Simba the Shiba Inu | Aggression

Simba

This review is loooong overdue.

My boyfriend and I adopted our Shiba Inu, Simba, almost three years ago. We learned that he had aggression issues: resource guarding and fear aggression. Simba would generally antagonize people just to see what he could get away with. He would sometimes find random things on the ground, the occasional slice of moldy pizza or a bone, and snap it up before we had a chance to pull him away, and would growl and hiss at us as we tried to get him to drop his newfound treasure.

Things became particularly dire when he wouldn’t stop biting me to scare me away when I tried to wipe his paws. His bites would eventually break skin. I was well aware of the Shiba Inu breed, the temperament, and training challenges before we adopted Simba. I spent months researching training techniques, chatting in forums and blogs, but after a year and a half of DIY training, we decided to consult a professional.

Enter Ryan (TuHai). He came highly recommended by others in our Bay Area Shiba Inu Meetup group. We emailed TuHai about Simba in December 2015, and he invited us to a group class to meet him. We watched a group class, saw one of his German Shepard’s obey a command and was instantly impressed.

We emailed TuHai with a long list of training objectives and signed Simba up for a three-week bootcamp (board and train) while we were away on vacation in February 2016. It was expensive ($$$$) for a three-week training, but well worth the money (+ includes weekly group classes, if you can make it). TuHai sent us videos of Simba’s progress almost daily. When I got Simba back, he was a new dog! (He also lost a few pounds). After the initial training program, we attended group classes when we could, and TuHai spent a lot of time working with us to teach us how to reinforce the training: hand feeding, place training, crate training. For months, we spent 20-30 minutes a day reinforcing training techniques.

Simba is still stubborn, independent, and self-serving, like any Shiba Inu, but he hasn’t bitten me since he returned from training, which is incredible. Our walks are more efficient and I don’t have to worry about him picking up random food off the street anymore.

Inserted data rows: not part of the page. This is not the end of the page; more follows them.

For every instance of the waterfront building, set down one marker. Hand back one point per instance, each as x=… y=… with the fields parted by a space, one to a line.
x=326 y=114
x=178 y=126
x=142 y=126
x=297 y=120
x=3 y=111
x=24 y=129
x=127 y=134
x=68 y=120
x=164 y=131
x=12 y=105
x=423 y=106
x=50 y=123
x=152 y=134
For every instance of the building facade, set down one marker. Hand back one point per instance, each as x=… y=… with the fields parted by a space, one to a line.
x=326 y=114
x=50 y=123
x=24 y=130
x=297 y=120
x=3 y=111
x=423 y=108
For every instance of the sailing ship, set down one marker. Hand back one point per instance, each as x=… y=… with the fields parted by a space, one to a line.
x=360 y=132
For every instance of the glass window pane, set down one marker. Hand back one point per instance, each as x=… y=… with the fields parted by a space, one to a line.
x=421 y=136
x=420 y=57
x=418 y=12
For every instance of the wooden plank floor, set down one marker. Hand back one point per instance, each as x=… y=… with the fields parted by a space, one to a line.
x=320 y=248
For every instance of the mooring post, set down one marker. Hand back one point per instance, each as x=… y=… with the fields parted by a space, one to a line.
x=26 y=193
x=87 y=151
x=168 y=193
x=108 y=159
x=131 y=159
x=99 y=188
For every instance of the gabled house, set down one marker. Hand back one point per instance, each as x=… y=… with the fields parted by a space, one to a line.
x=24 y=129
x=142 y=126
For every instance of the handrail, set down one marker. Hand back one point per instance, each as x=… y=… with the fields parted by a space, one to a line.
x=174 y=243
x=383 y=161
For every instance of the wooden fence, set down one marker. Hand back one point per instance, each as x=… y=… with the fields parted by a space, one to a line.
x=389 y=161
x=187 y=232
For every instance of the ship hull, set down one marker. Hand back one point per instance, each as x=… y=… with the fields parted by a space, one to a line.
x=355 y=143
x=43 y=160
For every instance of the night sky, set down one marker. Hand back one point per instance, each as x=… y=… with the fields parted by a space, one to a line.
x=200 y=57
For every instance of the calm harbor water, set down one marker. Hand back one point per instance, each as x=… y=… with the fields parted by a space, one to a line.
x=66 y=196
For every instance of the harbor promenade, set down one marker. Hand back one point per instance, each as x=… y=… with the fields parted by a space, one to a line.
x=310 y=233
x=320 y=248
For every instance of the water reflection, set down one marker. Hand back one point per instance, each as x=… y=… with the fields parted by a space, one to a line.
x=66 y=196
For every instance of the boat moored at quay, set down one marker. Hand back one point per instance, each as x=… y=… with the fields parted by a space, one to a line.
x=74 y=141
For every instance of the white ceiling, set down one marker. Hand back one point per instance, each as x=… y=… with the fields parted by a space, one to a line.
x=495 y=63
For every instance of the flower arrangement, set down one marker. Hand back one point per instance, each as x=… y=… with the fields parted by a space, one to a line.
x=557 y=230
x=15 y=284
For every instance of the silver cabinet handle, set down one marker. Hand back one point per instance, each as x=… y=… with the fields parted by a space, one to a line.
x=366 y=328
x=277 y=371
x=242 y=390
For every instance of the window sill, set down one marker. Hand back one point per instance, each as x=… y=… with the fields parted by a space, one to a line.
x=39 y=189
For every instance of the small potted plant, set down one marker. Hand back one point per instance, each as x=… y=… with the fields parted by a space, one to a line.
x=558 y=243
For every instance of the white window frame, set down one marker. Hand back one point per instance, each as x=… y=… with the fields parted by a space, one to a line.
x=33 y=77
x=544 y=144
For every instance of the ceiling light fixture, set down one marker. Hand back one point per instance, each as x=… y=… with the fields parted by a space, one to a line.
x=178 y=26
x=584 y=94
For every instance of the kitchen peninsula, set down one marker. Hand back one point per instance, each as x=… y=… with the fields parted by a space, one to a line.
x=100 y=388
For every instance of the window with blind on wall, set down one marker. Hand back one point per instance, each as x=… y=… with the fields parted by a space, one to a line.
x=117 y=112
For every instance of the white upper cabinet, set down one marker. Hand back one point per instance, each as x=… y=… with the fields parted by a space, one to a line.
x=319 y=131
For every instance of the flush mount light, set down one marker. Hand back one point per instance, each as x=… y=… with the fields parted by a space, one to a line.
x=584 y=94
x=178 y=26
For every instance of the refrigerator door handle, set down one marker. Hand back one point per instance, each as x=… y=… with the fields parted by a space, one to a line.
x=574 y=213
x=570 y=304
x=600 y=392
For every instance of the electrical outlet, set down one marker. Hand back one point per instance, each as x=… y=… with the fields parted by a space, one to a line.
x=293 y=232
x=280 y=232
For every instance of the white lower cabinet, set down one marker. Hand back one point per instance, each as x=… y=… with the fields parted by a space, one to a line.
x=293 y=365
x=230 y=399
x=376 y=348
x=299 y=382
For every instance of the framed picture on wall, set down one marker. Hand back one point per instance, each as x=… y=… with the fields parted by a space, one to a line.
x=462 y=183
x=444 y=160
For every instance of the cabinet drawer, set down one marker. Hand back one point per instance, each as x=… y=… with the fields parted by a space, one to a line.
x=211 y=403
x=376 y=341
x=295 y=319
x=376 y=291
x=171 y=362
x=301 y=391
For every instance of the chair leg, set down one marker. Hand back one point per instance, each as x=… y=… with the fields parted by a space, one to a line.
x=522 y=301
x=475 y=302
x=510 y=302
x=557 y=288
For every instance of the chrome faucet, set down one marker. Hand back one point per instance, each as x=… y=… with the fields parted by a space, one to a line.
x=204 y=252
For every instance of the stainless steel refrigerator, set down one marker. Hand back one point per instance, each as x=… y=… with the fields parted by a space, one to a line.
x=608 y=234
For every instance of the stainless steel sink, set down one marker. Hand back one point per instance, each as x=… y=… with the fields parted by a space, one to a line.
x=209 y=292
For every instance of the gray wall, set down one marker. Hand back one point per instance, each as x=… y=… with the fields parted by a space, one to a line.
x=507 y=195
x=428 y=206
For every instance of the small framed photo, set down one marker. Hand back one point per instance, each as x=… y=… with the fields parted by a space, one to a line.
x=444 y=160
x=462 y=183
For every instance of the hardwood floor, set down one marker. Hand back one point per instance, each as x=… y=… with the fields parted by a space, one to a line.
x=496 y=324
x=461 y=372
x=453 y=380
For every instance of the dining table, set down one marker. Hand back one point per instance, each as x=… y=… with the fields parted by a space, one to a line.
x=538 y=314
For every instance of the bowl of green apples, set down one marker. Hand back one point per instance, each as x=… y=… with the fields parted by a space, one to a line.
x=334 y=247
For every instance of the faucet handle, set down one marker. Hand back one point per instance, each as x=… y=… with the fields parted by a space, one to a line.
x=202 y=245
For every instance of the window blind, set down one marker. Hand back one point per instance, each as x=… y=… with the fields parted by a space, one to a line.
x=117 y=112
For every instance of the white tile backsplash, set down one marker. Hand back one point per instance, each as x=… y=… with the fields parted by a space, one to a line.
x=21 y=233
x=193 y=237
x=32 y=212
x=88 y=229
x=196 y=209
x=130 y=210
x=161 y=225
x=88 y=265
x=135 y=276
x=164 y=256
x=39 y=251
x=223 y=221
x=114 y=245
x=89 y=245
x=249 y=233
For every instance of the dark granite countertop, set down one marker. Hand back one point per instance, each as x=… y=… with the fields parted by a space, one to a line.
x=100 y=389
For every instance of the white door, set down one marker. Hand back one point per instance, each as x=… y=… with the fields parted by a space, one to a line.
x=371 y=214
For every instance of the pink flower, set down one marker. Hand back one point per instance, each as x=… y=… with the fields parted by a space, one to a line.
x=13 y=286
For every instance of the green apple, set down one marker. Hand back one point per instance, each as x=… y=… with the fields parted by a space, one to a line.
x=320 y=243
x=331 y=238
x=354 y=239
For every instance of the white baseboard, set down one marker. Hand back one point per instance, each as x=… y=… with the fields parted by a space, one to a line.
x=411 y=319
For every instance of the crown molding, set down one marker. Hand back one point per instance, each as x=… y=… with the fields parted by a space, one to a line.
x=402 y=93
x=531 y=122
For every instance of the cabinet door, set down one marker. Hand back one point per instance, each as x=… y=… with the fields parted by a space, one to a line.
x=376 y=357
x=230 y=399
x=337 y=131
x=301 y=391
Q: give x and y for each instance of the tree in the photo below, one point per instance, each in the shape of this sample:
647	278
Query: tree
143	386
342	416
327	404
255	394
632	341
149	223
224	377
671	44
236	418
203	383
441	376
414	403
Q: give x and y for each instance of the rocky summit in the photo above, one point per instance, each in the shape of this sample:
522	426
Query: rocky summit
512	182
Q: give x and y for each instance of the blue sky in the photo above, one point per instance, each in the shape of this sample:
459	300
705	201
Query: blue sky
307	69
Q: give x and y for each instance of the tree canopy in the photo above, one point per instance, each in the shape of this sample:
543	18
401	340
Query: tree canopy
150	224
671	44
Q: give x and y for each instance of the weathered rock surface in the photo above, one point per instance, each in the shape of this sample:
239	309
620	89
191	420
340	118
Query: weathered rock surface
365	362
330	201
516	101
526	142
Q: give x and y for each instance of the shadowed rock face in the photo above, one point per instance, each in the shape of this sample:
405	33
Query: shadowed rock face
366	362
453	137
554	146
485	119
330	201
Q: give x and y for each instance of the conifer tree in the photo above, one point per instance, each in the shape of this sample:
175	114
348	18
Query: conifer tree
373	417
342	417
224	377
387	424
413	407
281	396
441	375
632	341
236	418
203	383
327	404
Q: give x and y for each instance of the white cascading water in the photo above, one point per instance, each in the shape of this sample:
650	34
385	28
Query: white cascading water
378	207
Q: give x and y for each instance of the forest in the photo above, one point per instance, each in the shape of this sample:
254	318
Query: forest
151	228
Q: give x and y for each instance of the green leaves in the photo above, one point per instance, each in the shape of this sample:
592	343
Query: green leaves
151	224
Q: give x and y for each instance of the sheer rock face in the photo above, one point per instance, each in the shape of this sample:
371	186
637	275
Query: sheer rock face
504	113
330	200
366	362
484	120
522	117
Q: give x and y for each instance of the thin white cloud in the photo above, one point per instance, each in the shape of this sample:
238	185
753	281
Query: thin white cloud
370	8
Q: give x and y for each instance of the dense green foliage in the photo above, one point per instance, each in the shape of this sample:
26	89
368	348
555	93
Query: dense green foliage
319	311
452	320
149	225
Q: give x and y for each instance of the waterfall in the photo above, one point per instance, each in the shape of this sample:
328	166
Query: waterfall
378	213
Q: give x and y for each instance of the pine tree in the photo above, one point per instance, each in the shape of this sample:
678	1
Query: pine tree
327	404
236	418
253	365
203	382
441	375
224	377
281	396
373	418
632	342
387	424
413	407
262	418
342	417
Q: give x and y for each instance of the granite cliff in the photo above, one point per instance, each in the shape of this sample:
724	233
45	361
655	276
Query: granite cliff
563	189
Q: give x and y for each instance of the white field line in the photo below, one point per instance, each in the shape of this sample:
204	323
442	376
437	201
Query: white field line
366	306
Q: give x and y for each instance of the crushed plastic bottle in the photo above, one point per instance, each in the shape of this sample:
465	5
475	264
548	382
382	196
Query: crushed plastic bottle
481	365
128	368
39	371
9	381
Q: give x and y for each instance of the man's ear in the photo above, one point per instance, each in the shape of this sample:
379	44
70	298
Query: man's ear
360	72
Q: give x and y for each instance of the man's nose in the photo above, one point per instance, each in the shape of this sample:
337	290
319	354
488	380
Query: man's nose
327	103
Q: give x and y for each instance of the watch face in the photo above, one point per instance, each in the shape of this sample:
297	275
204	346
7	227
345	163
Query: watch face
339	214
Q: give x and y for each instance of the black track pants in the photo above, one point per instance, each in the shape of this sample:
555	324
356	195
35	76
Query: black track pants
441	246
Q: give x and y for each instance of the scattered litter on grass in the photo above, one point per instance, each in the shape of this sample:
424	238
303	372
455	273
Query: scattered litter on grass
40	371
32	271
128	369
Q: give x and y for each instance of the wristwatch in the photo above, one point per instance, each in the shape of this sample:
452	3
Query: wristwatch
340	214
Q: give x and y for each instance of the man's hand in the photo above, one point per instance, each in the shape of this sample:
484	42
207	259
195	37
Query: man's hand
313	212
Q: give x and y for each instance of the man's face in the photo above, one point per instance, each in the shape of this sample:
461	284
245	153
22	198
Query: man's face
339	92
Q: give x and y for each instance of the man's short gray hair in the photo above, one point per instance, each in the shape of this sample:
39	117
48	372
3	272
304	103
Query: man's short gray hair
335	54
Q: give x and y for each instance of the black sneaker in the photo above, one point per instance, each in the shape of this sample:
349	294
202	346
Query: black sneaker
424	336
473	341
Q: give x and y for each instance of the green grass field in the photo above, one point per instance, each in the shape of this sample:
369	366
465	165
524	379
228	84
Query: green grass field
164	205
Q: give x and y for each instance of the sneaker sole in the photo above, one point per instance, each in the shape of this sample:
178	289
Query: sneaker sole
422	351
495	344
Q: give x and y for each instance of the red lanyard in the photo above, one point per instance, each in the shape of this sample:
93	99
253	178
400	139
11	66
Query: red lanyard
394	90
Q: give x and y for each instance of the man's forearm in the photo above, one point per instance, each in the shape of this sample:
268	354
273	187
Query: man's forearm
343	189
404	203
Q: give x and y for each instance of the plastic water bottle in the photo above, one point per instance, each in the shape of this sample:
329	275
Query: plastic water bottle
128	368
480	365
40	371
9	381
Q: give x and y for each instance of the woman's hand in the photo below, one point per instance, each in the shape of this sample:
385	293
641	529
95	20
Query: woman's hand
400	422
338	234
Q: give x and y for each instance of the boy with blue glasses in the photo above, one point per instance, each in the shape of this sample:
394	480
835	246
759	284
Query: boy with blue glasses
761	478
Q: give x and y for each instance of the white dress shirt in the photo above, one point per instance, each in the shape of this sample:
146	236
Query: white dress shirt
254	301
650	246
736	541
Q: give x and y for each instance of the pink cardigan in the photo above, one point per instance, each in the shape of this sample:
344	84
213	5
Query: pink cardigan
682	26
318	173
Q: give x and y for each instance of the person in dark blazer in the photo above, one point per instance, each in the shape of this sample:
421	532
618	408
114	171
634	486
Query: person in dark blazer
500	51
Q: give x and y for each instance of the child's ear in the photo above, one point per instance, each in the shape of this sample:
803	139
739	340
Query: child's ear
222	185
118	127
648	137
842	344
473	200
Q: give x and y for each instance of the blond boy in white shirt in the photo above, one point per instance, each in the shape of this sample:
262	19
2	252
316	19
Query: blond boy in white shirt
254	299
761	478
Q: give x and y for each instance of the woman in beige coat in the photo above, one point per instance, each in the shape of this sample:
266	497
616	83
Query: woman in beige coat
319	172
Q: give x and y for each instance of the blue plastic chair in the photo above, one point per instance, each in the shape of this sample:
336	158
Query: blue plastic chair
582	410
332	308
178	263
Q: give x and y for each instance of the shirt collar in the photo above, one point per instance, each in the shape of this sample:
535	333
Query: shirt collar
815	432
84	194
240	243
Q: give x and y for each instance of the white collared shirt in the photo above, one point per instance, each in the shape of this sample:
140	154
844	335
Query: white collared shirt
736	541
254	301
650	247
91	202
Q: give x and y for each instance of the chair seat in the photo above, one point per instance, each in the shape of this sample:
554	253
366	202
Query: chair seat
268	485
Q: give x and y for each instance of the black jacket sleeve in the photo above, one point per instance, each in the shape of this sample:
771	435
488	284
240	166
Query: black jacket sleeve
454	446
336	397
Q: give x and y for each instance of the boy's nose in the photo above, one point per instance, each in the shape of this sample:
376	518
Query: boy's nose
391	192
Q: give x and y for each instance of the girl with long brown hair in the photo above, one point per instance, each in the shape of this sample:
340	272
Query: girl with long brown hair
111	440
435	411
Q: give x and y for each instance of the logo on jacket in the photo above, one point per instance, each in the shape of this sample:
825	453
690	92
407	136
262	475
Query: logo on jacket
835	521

Best of all, a few months ago, he picked up a gift that I received (not a toy), and I looked at him and saw some fear in his eyes like he was getting ready to guard his newfound toy. I said, “Drop it.” And miraculously, he listened and dropped the item without a treat or a bribe in front of him! At a recent visit to my parents’ house, he picked up cat poop (my parents’ neighbors have an outdoor cat that likes to poop in the yard). We were horrified. To our surprise, when my boyfriend told him to “drop it” he was reluctant, because he really wanted to eat the poop, but he ultimately dropped it.

To anyone who is reading this review and wondering whether the training is worth the investment: it is.

TuHai is also available for boarding or board and train if you’re going out of town and need a sitter. Simba loves TuHai, but he was not very enthusiastic the last time we dropped him off because he knew that TuHai makes him work hard.